Because there have historically not been very many IT networks infiltrated by hackers as a result of compromised security devices, Brown says it is an area that not many people paid attention to until recently. “As we’ve gone through the development of these devices – starting with analog devices turning into IP devices – they were historically very closed-loop systems that had inherent protective measures inside them,” Brown explains. “Over time, that has changed, in many cases due to convenience, pricing and increased capabilities. As we opened those networks, I don’t think security was necessarily at the forefront of that transition.”
However, because the concept of securing data has itself become commoditized, Brown believes the cybersecurity robustness of products will be a differentiator for many companies in the industry moving forward. “The ability to protect that data has value, and it is not necessarily the least expensive option that may be the best option or the one that many clients choose,” Brown says. “Then it is a matter of the integrators, manufacturers and others making the determination on their own about what is going to make them the most competitive, and I think the ability to secure these devices is going to be a significant advantage.”
Mitigating Cyber Threats
Although it has been pointed out numerous times as one of the biggest cybersecurity shortfalls in the industry, Brown emphasizes the importance of changing default passwords and other settings in cameras, calling it the “low-hanging fruit” that every hacker will look to exploit. Additionally, Brown says organizations need to have a process in place to be able to update cameras and other devices when firmware patches are released.

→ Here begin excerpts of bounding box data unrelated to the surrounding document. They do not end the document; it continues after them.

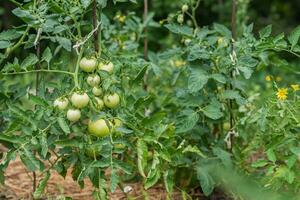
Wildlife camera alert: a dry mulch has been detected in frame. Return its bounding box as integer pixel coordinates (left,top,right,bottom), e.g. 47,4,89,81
0,159,204,200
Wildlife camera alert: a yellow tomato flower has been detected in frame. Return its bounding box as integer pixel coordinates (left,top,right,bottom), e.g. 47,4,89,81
276,88,288,100
265,75,272,81
291,84,300,92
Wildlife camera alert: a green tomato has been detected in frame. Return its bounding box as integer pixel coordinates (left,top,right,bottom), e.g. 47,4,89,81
112,118,123,128
92,87,102,96
88,119,110,137
98,62,114,74
177,14,184,24
71,92,90,108
86,74,100,87
114,143,125,149
53,97,69,110
95,97,104,110
85,145,101,158
104,93,120,108
79,57,97,72
67,109,81,122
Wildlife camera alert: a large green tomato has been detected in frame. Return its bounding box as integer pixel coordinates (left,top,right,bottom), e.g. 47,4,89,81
104,93,120,108
92,87,102,96
86,74,100,87
67,109,81,122
95,97,104,110
98,62,114,74
85,145,101,158
79,57,97,72
88,119,110,137
71,92,90,108
53,97,69,110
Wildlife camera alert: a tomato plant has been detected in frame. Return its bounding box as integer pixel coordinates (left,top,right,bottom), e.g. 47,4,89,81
0,0,300,199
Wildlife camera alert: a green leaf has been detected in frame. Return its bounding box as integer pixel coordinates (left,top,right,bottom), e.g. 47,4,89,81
56,37,72,52
213,147,232,168
97,0,107,8
197,166,215,196
33,171,51,199
0,41,11,49
110,169,120,192
40,135,48,158
221,90,245,105
214,23,231,39
131,65,148,84
288,25,300,49
21,53,39,69
267,149,276,163
136,139,148,178
165,24,193,37
251,160,269,168
0,29,22,40
0,133,24,144
57,117,71,134
8,105,37,130
144,168,161,190
29,95,49,107
203,103,223,120
176,110,199,133
182,145,207,158
210,74,226,84
188,68,209,93
54,139,84,149
163,169,175,193
42,47,52,64
259,25,272,39
21,148,41,171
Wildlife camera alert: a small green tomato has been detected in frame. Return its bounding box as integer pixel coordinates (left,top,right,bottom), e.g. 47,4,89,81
79,57,97,72
104,93,120,108
53,97,69,110
71,92,90,108
88,119,111,137
86,74,100,87
92,87,103,96
67,109,81,122
98,62,114,74
95,97,104,110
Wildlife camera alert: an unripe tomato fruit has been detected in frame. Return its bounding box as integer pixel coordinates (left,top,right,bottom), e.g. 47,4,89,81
88,119,110,137
177,14,184,24
86,74,100,87
95,97,104,110
112,118,123,128
79,57,97,72
92,87,102,96
114,143,125,149
53,98,69,110
104,93,120,108
98,62,114,74
67,109,81,122
85,145,101,158
71,92,90,108
181,4,189,12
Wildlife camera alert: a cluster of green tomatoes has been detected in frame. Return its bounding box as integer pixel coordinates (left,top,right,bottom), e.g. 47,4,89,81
53,57,122,137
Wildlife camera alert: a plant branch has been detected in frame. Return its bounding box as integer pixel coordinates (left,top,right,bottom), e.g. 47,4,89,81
1,69,74,76
93,0,99,52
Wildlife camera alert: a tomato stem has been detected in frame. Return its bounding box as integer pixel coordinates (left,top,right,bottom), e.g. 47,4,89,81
1,69,74,76
74,48,83,88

“What we see, in some cases, are integrators that maintain positive communications with their clients in making sure these things are upgraded in a timely manner; and we also see some that do not,” Brown says. “Even when we have the ability to fix the devices and create patches, in many cases, organizations don’t do so because they are either unaware or they are relying on an integrator who isn’t being communicative.”
Additionally, Brown says organizations should be diligent in gathering as much information as they can about current cybersecurity trends and what is going on within the hacking community. This will help both end-users and integrators have a better feel for what the current threat vectors look like and what areas they may need to shore up from a security perspective.
Aside from implementing some basic cybersecurity safeguards, such as the ones suggested by Brown, Coulombe says it remains incumbent on everyone involved in the security ecosystem – manufacturers, integrators and end-users – to play a role in protecting systems against attack.
“Good cyber hygiene should be the first level of defense, and this includes being aware of malware threats that enter a network through the email system,” Coulombe says. “However, manufacturers need to make cyber hardening a priority in the development process and communicate that to the market. Organizational and IT management need strong enforceable and communicated policies and procedures to protect themselves. Even with this, plans must be in place should all best efforts fail.”